Tuesday 31 May 2011

Codependency (Part 1) - by Johan Obbes

Codependency is one of the issues which I encounter  in the counselling environment on a daily basis. This silent destroyer has been made famous by the world renowned writer Melody Beattie with her best sellers (Codependent No More) and (Beyond Codependency). Other authors include Pia Melody (Facing Co-dependence) and Shirley Smith (Set Yourself Free).

Yet so many people still have a misconception of what codependency is, and it’s devastation it has on our society as we only started to identify it in the late 70’s. It was through the recovery of alcoholics that we started seeing that the partners of the alcoholics are as many a times, just as sick as the addict self. To date the ongoing research is growing by leaps and bounds, as therapists are discovering just how deep does the rabbit hole go.
 Definition - Codependency (or codependence, co-narcissism or inverted narcissism) is a tendency to behave in overly passive or excessively caretaking ways that negatively impact one's relationships and quality of life.
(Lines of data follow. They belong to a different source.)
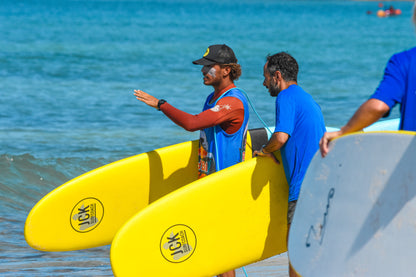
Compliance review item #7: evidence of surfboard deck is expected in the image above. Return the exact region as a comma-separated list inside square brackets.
[111, 154, 288, 277]
[289, 132, 416, 277]
[25, 128, 268, 251]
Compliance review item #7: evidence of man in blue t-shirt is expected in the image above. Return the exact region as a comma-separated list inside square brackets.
[254, 52, 325, 276]
[319, 4, 416, 157]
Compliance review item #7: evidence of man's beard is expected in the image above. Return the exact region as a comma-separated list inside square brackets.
[269, 81, 281, 97]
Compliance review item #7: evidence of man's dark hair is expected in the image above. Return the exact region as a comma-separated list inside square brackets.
[267, 52, 299, 82]
[220, 63, 241, 82]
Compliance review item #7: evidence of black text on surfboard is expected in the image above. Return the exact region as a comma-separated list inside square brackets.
[160, 224, 196, 263]
[305, 188, 335, 247]
[71, 198, 104, 233]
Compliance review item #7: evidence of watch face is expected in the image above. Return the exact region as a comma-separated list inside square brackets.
[157, 99, 166, 110]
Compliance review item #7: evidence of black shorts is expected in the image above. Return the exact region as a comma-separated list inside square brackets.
[287, 200, 298, 224]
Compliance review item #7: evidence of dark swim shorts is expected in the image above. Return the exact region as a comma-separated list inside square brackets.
[287, 200, 298, 224]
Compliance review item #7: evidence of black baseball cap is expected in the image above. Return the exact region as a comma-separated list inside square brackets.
[192, 44, 237, 65]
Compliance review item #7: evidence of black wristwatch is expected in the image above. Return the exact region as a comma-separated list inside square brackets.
[157, 99, 166, 111]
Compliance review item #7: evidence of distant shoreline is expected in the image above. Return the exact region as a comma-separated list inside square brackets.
[352, 0, 413, 2]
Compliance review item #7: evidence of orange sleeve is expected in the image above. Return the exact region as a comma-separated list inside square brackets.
[160, 97, 244, 134]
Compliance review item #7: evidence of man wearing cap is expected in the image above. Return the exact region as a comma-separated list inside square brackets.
[134, 44, 249, 277]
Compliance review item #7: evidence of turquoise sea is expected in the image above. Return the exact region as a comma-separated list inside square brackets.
[0, 0, 416, 276]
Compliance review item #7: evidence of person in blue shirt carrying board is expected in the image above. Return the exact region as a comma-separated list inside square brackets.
[254, 52, 326, 276]
[320, 4, 416, 157]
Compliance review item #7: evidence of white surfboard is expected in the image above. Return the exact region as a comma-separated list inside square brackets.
[288, 132, 416, 277]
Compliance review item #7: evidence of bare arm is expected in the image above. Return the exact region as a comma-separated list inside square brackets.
[319, 99, 390, 157]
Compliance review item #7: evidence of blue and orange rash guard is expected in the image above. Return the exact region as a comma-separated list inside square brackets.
[160, 85, 249, 178]
[160, 85, 244, 134]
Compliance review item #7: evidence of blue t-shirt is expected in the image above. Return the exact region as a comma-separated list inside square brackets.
[275, 85, 326, 202]
[371, 47, 416, 131]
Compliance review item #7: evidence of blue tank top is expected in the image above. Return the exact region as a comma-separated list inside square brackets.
[198, 88, 249, 178]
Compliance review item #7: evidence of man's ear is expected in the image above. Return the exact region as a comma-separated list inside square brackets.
[222, 66, 231, 77]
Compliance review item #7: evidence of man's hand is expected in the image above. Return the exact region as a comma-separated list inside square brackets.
[319, 131, 342, 157]
[253, 149, 280, 164]
[134, 90, 159, 109]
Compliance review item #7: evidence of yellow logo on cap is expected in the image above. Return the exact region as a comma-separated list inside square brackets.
[204, 48, 209, 57]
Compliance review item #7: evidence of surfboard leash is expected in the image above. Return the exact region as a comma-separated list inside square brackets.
[242, 266, 248, 277]
[239, 88, 273, 136]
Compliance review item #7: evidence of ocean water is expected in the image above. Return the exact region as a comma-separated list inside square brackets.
[0, 0, 416, 276]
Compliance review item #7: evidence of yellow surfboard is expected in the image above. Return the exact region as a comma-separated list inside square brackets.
[111, 154, 288, 277]
[25, 128, 267, 251]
It also often involves putting one's needs at a lower priority than others while being excessively preoccupied with the needs of others and can even be seen as an addiction of sorts.  Codependency can occur in any type of relationship, including in families, at work, in friendships, and also in romantic, peer or community relationships.  Codependency may also be characterized by denial, low self-esteem, excessive compliance, and/or control patterns
Historically, the concept of codependence comes directly out of Alcoholics Anonymous, part of the realization that the problem was not solely the addict, but also the family and friends who constitute a network for the alcoholic. It was subsequently broadened to cover the way that the codependent person is fixated on another person for approval.  As such, the concept overlaps with the older psychoanalytic concept of the 'passive dependent personality' ... attaching himself to a stronger personality.
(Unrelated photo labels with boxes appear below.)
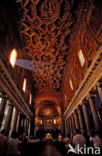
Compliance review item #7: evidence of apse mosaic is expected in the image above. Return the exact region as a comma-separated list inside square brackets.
[16, 0, 75, 90]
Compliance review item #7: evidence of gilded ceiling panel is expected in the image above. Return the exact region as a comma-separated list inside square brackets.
[17, 0, 75, 90]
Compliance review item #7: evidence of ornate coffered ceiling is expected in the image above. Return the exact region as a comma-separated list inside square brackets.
[16, 0, 77, 90]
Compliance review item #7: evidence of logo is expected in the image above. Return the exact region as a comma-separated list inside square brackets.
[67, 144, 101, 154]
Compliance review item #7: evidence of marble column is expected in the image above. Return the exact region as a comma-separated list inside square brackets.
[16, 112, 20, 132]
[70, 116, 73, 137]
[5, 104, 13, 135]
[9, 107, 17, 137]
[28, 122, 31, 138]
[78, 106, 85, 134]
[89, 97, 100, 130]
[82, 101, 91, 136]
[74, 110, 80, 129]
[25, 119, 29, 136]
[0, 98, 7, 128]
[97, 86, 102, 102]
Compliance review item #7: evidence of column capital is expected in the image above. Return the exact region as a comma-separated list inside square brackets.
[78, 105, 82, 110]
[86, 91, 96, 100]
[82, 99, 89, 105]
[74, 109, 78, 114]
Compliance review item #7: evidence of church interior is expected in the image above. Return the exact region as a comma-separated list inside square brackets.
[0, 0, 102, 156]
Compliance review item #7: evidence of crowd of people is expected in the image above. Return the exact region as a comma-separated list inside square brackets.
[58, 129, 102, 153]
[0, 129, 102, 156]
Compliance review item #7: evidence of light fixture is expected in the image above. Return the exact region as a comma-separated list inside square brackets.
[10, 49, 17, 68]
[23, 78, 26, 92]
[29, 94, 32, 105]
[69, 79, 73, 90]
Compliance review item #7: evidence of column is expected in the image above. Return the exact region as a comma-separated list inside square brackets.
[71, 114, 75, 134]
[28, 122, 31, 138]
[70, 116, 73, 137]
[78, 106, 85, 134]
[5, 104, 13, 135]
[74, 110, 80, 129]
[0, 98, 7, 127]
[82, 101, 91, 136]
[89, 97, 100, 130]
[25, 119, 29, 136]
[16, 112, 20, 132]
[9, 107, 17, 137]
[97, 86, 102, 102]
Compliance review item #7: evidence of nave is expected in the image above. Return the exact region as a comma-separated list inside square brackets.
[0, 0, 102, 156]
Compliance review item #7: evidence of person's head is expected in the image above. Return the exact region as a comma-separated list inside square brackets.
[91, 129, 96, 137]
[1, 129, 6, 135]
[74, 128, 81, 135]
[97, 129, 102, 138]
[11, 131, 17, 138]
[67, 133, 70, 138]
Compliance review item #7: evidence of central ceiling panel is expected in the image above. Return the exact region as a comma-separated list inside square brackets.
[16, 0, 75, 90]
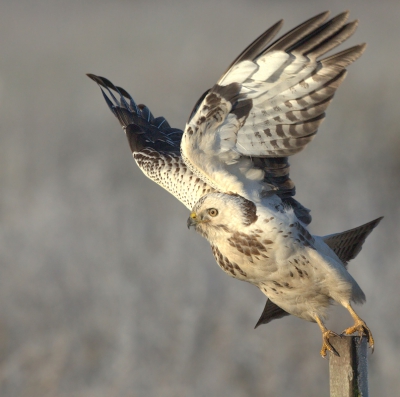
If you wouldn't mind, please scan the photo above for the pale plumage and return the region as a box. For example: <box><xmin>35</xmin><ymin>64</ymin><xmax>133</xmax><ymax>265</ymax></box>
<box><xmin>88</xmin><ymin>12</ymin><xmax>380</xmax><ymax>356</ymax></box>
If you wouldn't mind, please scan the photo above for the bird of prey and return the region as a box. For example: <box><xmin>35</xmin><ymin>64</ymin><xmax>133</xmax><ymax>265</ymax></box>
<box><xmin>88</xmin><ymin>12</ymin><xmax>381</xmax><ymax>357</ymax></box>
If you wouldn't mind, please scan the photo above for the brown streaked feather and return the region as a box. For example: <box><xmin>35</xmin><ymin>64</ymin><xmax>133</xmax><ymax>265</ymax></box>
<box><xmin>254</xmin><ymin>217</ymin><xmax>383</xmax><ymax>328</ymax></box>
<box><xmin>260</xmin><ymin>11</ymin><xmax>329</xmax><ymax>55</ymax></box>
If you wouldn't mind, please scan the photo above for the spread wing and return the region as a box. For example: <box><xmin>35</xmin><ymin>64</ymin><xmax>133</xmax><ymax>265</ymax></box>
<box><xmin>181</xmin><ymin>12</ymin><xmax>365</xmax><ymax>203</ymax></box>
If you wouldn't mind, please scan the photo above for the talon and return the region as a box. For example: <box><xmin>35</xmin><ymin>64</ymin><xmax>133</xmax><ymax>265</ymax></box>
<box><xmin>320</xmin><ymin>330</ymin><xmax>340</xmax><ymax>358</ymax></box>
<box><xmin>342</xmin><ymin>319</ymin><xmax>374</xmax><ymax>352</ymax></box>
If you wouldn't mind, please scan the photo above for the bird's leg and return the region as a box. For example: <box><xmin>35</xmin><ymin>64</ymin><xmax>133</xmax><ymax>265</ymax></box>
<box><xmin>342</xmin><ymin>302</ymin><xmax>374</xmax><ymax>352</ymax></box>
<box><xmin>314</xmin><ymin>315</ymin><xmax>340</xmax><ymax>358</ymax></box>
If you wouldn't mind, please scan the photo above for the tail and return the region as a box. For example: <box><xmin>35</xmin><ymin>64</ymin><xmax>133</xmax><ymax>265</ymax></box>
<box><xmin>322</xmin><ymin>216</ymin><xmax>383</xmax><ymax>266</ymax></box>
<box><xmin>255</xmin><ymin>216</ymin><xmax>383</xmax><ymax>328</ymax></box>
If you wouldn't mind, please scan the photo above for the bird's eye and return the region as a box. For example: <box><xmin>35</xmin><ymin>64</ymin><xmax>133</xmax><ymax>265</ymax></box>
<box><xmin>208</xmin><ymin>208</ymin><xmax>218</xmax><ymax>217</ymax></box>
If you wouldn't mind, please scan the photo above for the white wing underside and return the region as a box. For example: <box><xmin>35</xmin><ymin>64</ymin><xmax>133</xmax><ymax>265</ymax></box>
<box><xmin>181</xmin><ymin>14</ymin><xmax>365</xmax><ymax>201</ymax></box>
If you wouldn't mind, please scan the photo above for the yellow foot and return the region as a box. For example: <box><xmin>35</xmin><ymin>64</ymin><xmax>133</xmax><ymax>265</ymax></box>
<box><xmin>320</xmin><ymin>329</ymin><xmax>340</xmax><ymax>358</ymax></box>
<box><xmin>342</xmin><ymin>318</ymin><xmax>374</xmax><ymax>353</ymax></box>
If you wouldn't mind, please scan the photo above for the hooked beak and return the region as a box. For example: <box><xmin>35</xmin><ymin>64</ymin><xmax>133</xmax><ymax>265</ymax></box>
<box><xmin>186</xmin><ymin>212</ymin><xmax>199</xmax><ymax>229</ymax></box>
For me as a counsellor the first sign which I look for in a client to see if they might be codependent is their inability to clearly identify their emotions and feelings. One of the dangers in our society is that we over encourage the person who goes the extra mile at work, church or even charity work. Yet should this person be a codependent, then the very applause and affirmation which this behaviour is bringing them might also be the petrol on the fire which silently fuels their addiction. They find their value, worth and identity in the fact that they are “doing” instead of finding their value, worth and identity their “being”.
Patterns and characteristics of codependency
Codependency describes behaviors, thoughts and feelings that go beyond normal kinds of self-sacrifice or caretaking. For example parenting is a role that requires a certain amount of self-sacrifice and giving a child's needs a high priority, although a parent could nevertheless still be codependent towards their own children if the caretaking or parental sacrifice reached unhealthy or destructive levels. Generally a parent who takes care of their own needs (emotional and physical) in a healthy way will be a better caretaker, whereas a codependent parent may be less effective, or may even do harm to a child.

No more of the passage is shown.